Das gilt in gleicher Weise auch für das äußere Erscheinungsbild der – von dem Leipziger Buchkünstler Albert Kapr entworfenen – MEGA-Bände, deren Typographie und Einbandgestaltung auch nach dem Wechsel vom Dietz Verlag zum Akademie Verlag (1998) erhalten geblieben ist.

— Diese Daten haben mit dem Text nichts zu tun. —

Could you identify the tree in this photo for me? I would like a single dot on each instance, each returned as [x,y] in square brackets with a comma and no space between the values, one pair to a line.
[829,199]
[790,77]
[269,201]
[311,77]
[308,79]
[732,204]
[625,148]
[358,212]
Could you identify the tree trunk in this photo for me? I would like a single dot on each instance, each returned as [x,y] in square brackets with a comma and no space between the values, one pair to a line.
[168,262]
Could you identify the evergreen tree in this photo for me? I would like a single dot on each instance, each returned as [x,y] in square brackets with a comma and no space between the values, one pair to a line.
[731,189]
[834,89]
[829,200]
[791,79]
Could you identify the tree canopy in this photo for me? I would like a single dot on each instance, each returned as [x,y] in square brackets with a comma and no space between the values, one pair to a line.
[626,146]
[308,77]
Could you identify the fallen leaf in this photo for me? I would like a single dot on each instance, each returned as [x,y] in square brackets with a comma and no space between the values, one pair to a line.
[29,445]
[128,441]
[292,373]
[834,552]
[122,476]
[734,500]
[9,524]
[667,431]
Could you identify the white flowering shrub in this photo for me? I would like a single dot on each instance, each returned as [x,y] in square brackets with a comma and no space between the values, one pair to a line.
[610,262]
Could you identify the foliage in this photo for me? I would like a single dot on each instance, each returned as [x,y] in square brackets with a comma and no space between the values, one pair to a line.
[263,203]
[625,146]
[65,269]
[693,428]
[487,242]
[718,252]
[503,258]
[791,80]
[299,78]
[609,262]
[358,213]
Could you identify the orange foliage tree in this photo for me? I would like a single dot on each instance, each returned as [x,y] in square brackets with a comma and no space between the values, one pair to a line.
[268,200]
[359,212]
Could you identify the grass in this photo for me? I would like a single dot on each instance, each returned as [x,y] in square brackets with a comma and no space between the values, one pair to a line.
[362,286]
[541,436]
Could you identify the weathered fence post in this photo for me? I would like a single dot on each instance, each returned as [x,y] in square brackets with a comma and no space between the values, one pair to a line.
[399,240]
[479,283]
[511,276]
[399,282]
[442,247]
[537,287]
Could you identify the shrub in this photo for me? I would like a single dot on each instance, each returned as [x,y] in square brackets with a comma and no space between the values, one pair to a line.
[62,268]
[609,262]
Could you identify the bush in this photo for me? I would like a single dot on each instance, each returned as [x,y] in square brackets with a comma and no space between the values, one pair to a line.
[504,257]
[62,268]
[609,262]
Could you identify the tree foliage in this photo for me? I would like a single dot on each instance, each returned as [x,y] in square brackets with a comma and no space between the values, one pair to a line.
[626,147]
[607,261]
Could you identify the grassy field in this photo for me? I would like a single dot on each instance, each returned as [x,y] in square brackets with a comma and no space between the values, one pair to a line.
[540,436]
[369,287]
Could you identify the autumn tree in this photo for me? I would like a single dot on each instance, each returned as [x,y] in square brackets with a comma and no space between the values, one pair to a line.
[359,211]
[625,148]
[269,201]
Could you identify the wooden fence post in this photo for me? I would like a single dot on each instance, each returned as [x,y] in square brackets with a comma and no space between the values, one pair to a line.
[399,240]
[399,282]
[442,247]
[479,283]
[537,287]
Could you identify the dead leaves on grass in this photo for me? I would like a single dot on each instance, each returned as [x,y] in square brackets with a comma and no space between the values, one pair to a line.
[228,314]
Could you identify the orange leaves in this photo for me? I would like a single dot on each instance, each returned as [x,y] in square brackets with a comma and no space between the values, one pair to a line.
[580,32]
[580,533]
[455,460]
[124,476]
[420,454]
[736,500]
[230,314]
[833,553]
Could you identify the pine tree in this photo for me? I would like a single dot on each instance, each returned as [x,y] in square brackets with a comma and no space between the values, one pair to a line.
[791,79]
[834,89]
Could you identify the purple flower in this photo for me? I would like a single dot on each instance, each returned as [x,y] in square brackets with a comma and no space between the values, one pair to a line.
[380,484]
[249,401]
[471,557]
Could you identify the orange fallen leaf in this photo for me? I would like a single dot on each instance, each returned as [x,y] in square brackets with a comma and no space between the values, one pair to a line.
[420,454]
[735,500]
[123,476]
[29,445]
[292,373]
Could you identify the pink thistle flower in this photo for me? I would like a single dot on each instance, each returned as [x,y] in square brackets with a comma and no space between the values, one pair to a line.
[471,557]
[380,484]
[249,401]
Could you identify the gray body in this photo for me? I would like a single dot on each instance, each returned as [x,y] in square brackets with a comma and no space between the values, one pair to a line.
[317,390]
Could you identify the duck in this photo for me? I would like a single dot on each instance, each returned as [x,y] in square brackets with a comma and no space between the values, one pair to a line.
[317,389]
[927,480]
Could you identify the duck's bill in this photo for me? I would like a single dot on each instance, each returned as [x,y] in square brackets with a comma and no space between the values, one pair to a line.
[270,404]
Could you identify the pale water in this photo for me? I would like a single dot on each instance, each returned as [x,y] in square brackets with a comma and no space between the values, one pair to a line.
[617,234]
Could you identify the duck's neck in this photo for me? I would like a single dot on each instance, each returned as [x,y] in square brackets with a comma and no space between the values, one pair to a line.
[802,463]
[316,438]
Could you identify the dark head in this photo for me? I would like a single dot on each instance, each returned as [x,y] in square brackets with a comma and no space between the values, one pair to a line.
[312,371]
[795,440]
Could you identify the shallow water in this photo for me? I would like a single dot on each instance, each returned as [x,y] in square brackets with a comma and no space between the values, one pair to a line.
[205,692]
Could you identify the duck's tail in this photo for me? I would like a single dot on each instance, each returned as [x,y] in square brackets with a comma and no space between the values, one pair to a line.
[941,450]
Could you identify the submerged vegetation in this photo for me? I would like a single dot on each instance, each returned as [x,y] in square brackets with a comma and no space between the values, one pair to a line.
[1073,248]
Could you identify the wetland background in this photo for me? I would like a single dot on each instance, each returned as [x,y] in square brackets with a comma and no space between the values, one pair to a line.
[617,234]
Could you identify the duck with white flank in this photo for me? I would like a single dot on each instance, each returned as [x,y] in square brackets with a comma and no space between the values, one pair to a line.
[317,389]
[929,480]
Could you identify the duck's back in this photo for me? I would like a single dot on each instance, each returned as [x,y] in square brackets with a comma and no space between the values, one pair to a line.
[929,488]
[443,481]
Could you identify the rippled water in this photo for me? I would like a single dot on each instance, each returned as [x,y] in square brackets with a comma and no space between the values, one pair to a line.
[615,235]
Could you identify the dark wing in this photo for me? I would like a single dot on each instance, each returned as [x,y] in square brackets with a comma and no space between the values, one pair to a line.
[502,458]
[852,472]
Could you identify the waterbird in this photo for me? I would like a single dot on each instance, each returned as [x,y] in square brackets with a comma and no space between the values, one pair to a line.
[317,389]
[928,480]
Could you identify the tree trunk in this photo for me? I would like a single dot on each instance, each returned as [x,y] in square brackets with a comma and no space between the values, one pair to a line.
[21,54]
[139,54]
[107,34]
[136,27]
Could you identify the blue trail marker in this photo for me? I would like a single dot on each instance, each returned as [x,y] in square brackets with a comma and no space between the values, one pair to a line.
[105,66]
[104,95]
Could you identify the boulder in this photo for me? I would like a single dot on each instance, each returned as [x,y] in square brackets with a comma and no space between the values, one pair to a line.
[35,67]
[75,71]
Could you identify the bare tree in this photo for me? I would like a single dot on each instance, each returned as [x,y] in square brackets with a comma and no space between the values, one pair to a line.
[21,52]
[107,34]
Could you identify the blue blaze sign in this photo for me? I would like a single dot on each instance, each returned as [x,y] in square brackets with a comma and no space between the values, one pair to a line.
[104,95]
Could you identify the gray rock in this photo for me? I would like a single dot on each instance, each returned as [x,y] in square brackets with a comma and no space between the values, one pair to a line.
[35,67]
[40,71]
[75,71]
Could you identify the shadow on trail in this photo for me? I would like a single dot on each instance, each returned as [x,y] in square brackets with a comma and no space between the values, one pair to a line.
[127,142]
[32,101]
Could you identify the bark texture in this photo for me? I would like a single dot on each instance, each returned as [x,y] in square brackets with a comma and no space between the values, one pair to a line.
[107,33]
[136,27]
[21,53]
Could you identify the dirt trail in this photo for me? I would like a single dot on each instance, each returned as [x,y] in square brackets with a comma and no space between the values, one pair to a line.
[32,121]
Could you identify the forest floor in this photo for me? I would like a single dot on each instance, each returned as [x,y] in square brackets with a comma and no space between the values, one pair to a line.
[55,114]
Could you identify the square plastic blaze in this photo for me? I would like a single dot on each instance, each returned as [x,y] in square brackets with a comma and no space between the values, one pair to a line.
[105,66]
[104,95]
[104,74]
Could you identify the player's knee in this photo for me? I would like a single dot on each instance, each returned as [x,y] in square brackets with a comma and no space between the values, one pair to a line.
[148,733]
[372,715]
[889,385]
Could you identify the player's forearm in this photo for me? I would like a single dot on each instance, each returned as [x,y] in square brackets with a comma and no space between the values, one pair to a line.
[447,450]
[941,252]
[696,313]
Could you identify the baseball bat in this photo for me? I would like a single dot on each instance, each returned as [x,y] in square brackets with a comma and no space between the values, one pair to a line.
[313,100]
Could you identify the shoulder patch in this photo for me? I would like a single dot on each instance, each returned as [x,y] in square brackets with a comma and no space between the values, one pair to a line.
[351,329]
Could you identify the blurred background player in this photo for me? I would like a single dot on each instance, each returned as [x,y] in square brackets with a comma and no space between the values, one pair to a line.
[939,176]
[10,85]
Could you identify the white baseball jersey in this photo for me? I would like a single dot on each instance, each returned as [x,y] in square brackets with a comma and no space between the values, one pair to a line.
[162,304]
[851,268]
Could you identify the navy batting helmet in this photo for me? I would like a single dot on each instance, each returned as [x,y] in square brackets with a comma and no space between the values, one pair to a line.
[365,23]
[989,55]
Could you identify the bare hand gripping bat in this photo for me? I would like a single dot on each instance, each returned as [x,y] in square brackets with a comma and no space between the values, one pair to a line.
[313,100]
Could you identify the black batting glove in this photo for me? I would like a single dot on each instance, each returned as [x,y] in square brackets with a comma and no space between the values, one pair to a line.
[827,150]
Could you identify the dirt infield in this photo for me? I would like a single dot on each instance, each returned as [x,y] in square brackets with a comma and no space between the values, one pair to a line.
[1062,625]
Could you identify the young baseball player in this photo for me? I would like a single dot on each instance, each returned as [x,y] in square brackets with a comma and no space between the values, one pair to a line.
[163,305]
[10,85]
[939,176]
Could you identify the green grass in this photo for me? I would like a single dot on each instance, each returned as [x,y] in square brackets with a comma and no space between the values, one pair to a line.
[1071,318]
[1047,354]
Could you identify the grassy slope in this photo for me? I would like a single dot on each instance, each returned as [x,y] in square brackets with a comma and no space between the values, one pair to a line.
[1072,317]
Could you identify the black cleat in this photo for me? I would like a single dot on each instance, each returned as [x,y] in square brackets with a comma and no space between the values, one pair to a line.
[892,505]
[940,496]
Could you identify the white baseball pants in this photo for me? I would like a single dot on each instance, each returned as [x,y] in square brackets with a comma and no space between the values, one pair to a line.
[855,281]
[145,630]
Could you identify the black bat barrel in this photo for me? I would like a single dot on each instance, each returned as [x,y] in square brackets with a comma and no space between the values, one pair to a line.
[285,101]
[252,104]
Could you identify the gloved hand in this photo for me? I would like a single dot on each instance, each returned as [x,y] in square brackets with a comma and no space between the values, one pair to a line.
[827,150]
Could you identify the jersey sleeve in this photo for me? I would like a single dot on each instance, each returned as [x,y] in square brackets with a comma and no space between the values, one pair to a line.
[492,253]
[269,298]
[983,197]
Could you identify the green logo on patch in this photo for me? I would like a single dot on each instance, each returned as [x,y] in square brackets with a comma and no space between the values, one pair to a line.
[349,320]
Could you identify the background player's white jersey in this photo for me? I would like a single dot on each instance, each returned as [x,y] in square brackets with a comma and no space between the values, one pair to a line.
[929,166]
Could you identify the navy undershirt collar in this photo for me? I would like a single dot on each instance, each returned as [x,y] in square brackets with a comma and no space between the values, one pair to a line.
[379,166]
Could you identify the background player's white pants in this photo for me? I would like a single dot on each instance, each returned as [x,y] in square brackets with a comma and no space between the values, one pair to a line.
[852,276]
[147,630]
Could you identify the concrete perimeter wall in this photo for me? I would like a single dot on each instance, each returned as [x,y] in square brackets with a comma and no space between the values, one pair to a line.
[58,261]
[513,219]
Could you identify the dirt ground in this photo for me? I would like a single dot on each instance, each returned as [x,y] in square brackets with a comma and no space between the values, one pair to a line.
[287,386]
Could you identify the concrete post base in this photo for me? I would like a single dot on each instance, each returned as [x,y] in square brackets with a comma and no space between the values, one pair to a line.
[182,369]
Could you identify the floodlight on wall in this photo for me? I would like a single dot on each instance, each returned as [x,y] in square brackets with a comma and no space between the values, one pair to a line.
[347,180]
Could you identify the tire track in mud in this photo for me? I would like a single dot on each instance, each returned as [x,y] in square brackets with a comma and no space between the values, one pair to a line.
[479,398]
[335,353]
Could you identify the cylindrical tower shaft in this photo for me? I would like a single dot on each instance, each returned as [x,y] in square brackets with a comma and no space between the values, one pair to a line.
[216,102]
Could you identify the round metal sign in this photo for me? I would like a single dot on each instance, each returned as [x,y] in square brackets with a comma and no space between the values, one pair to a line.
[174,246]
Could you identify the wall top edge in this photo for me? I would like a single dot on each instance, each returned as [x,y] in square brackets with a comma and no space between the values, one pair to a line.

Neu war demgegenüber die Aufgabe der Entpolitisierung der Edition, insbesondere in der Kommentierung. An die Stelle des früheren, politisch motivierten teleologischen Deutungs- und Editionsimperativs ist nunmehr das Prinzip der konsequenten Historisierung des Werkes getreten. Dies meint eine Kontextualisierung, die das Marxsche Denken im Zusammenhang seiner Zeit und ihres Problem- und Fragehorizontes verortet. Dabei wird deutlich, daß Marx, unabhängig von der geschichtsprägenden Kraft seines Denkens, einen legitimen Ort in der Wissenschaftsgeschichte mehrerer Disziplinen besitzt: Über die Wirtschafts- und Sozialwissenschaften hinaus wird durch die MEGA der enzyklopädische Ansatz eines Œuvres sichtbar, das sich über Philosophie und Soziologie bis hin zur Kulturgeschichte erstreckt. Durch die gelungene Rekonstitution des MEGA-Projekts als Akademienvorhaben hat Marx nach dem Epochenjahr 1989 seinen Platz im Kreis der großen klassischen Denker gefunden.

Philologische Prinzipien

Die Marx-Engels-Gesamtausgabe (MEGA) ist die vollständige, historisch-kritische Ausgabe der Veröffentlichungen, der nachgelassenen Manuskripte (Entwürfe) und des Briefwechsels von Karl Marx und Friedrich Engels.

Vollständigkeit
Sie bietet das literarische Erbe von Marx und Engels – soweit es überliefert und der Wissenschaft zugänglich ist – erstmals in seiner Gesamtheit dar. Zu den bereits bekannten Schriften, Artikeln und Briefen – erstmals auch der an sie gerichteten Briefe Dritter – kommt eine Reihe bisher unveröffentlichter bzw. neu entdeckter Arbeiten hinzu. Durch Autorschaftsanalysen konnte zudem die Urheberschaft von Marx oder Engels an zahlreichen Texten verifiziert oder falsifiziert und somit der Werkbegriff weiter konturiert werden. Darüber hinaus werden alle Manuskripte, Entwürfe, Notizen und Exzerpte publiziert.

Originaltreue
In der MEGA werden alle Texte in der Sprache der jeweiligen Originale wiedergegeben. Dies bildet die Grundlage für Untersuchungen zu Sprachschatz, Begriffswelt und zur Klärung historisch-genetischer Fragen der Terminologie. Die Textwiedergabe folgt getreu den überlieferten autorisierten Textvorlagen, auf Grundlage der originalen Handschriften und Drucke. Unvollendete Manuskripte werden in jenem Bearbeitungsstadium dargeboten, in dem die Autoren sie hinterlassen haben. Eine kritische Textrevision im Sinne der Beseitigung eindeutig fehlerhafter Stellen erfolgt behutsam und unter genauer Rechenschaftslegung.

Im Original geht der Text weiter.